Creating a system of equations

nation_unknown

I would like to thank-you for taking the time to read the current problem that I am going through. I understand the system of equations concept well however in this particular question they ask for me to produce a system of equations from a certain situation and then solve it myself. Here is the problem:

Pat invested $1200.00 at the beginning of the year. She placed the money in two types of bonds: one paying interest at 4% per annum and the other paying 6% per annum. At the end of the year, Pat's investment had grown to a value of $1255.00. Pat had misplaced some of her records and was wondering how much she had invested in each type of bond. Using a system of equations, determine how much Pat had invested in each type of bond.

I have tried producing the answer to this question in many different ways, including marking the two different bonds as x and y, and then trying to figure out (x)0.04 and (y)0.06 and how they come together to equal $1255. However I can not seem to get the system right in order to answer the overall question. If someone could help me out with calculating the system for this question I would very much appreciate it :). Thank-you once again for all of your time.

Chen

You seem to be on the right track, perhaps you just missed a small detail along the way.

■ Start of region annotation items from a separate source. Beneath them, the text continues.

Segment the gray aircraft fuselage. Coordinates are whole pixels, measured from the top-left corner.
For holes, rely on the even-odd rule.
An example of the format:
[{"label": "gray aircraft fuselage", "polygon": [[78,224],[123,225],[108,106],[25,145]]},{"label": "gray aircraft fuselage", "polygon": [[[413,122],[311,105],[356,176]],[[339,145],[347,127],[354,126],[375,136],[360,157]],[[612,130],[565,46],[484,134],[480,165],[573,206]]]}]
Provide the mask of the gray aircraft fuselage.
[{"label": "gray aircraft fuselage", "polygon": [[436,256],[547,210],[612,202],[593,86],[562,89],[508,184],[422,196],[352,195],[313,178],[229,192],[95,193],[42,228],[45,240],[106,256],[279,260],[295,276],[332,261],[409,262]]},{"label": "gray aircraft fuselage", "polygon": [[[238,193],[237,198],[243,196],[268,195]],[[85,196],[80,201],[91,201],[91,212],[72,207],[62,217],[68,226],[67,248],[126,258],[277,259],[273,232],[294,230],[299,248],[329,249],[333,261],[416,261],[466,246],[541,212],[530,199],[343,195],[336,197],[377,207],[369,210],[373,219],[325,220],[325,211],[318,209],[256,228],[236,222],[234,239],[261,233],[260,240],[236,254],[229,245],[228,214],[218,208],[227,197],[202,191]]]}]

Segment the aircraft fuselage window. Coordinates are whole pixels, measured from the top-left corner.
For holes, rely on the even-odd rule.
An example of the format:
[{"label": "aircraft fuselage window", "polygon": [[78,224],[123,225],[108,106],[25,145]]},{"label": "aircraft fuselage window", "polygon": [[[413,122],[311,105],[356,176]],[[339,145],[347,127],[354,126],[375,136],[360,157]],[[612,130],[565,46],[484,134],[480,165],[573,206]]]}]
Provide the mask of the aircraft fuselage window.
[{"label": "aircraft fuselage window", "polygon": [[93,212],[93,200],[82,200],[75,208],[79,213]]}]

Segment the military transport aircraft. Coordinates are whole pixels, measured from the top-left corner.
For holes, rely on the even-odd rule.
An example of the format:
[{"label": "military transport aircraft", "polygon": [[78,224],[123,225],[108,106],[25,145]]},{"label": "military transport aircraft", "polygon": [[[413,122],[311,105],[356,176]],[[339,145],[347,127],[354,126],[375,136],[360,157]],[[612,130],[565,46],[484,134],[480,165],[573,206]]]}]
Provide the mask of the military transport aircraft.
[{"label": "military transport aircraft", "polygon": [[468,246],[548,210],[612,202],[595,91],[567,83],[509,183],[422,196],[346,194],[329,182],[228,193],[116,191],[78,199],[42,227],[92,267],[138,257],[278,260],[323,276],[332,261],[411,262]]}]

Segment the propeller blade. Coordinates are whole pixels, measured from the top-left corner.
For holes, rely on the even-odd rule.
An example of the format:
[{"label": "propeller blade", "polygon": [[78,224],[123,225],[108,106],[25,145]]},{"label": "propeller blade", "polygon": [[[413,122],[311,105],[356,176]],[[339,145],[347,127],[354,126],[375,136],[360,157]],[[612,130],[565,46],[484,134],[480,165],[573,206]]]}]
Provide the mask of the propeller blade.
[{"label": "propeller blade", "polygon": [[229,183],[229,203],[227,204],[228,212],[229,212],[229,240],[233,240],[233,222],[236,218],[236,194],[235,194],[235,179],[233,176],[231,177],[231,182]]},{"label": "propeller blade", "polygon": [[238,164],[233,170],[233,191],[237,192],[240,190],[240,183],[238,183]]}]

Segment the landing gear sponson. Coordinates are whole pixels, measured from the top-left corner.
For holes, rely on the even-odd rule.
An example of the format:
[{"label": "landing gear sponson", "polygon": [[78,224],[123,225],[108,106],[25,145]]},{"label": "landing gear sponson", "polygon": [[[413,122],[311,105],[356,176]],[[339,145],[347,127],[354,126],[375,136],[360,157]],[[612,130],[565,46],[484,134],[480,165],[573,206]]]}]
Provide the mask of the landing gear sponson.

One equation should show that the interest Pat got from both bonds should equal the profit she had made that year, which is $55. Therefore:

0.04x + 0.06y = 55

The other equation should show that the sum of x and y should be $1200, because that is how much Pat had invested in total:

x + y = 1200

Now solve for x and y. I get x = $850 and y = $350.

Chen

That is incorrect, because 4% and 6% is just the profit from the bonds, not the total amount of money they would return. That should be 104% and 106%, so:

1.04x + 1.06y = 1255

nation_unknown

Thank-you very much for your help. I now totally understand the question. I am so bad at those word questions, I really need to do some work in that area. Thank-you so much for your time and help!